Sunday, May 03, 2009

Veterinary college, Luna Innovations partner on nationally funded nerve gas program

Blacksburg, Va. -- A veterinary pharmaco-toxicologist in the Virginia-Maryland Regional College of Veterinary Medicine at Virginia Tech is leading a team that has been awarded almost $1 million from the National Institutes of Health to explore the development of a nanotechnology-based approach for protecting people from the deadly affects of nerve gases like Sarin, VX, and others that can be used as agents of terror.

Marion Ehrich, a professor in the Department of Biomedical Sciences and Pathobiology and co-director of the Laboratory for Neurotoxicity Studies (www.vetmed.vt.edu/research/), will spend three years developing novel methods for delivering chemical antidotes that can mitigate the devastating effect of organophosphate-based neurotoxicants.

Marion F. Ehrich, MS, RPh, PhD, Diplomate, ABT

Marion F. Ehrich, MS, RPh, PhD, Diplomate, ABT. Co-director, Laboratory for Neurotoxicity Studies. Professor Pharmacology, Toxicology, Department of Biomedical Sciences & Pathobiology. e-mail: marion@vt.edu
The experiments will involve the use of nanoparticles called fullerenes -- commonly known as "Buckyballs" -- that have been modified to enhance their water solubility and catalytic and antioxidant properties. The nanoWorks and Biomedical Technologies Group of Luna Innovations Inc. of Roanoke, Va., the company that is partnering with Ehrich on the work, are developing the fullerene derivatives and supporting immunoreagents.

"Organophosphorous compounds represent a class of extremely potent chemical warfare agents that can cause incapacitation and death within minutes of exposure," said Ehrich.

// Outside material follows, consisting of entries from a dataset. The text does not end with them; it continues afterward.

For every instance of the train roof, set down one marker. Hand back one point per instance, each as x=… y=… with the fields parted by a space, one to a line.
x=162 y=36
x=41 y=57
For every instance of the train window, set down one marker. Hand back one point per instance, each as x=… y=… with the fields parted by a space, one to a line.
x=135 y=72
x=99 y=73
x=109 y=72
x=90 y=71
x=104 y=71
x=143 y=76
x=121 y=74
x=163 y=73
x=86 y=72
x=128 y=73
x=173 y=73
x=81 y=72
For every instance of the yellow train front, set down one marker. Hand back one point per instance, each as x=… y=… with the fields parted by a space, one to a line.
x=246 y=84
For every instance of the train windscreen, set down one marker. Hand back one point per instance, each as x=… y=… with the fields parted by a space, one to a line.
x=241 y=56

The 1994 and 1995 Japanese subway attacks conducted by terrorists using sarin gas and the attacks on the northern Iraqi Kurds perpetrated by former dictator Saddam Hussein are both examples of chemical terrorism and warfare using organophosphate compounds, according to Ehrich.
These agents work by inhibiting the production of the enzyme acetylcholinesterase, which metabolizes the neurotransmitter acetylcholine, an agent that plays a critical role in movement and other physiological processes like respiration and digestion.

The resulting proliferation of the neurotransmitter acetylcholine unleashes a cascading sequence of clinical problems, including salivation, lacrimation or tearing of the eyes, urination, defecation, tremors, seizures, and eventually paralysis as the wildly firing synaptic junctions eventually cause muscle exhaustion, paralysis, and death.

The conventional therapeutic approach for treating nerve gas exposure is to administer atropine, which blocks cholinergic receptors, and pralidoxime or 2-PAM, which can remove the organophosphate compounds from the acetylcholinesterase, explains Ehrich, provided it is administered in time.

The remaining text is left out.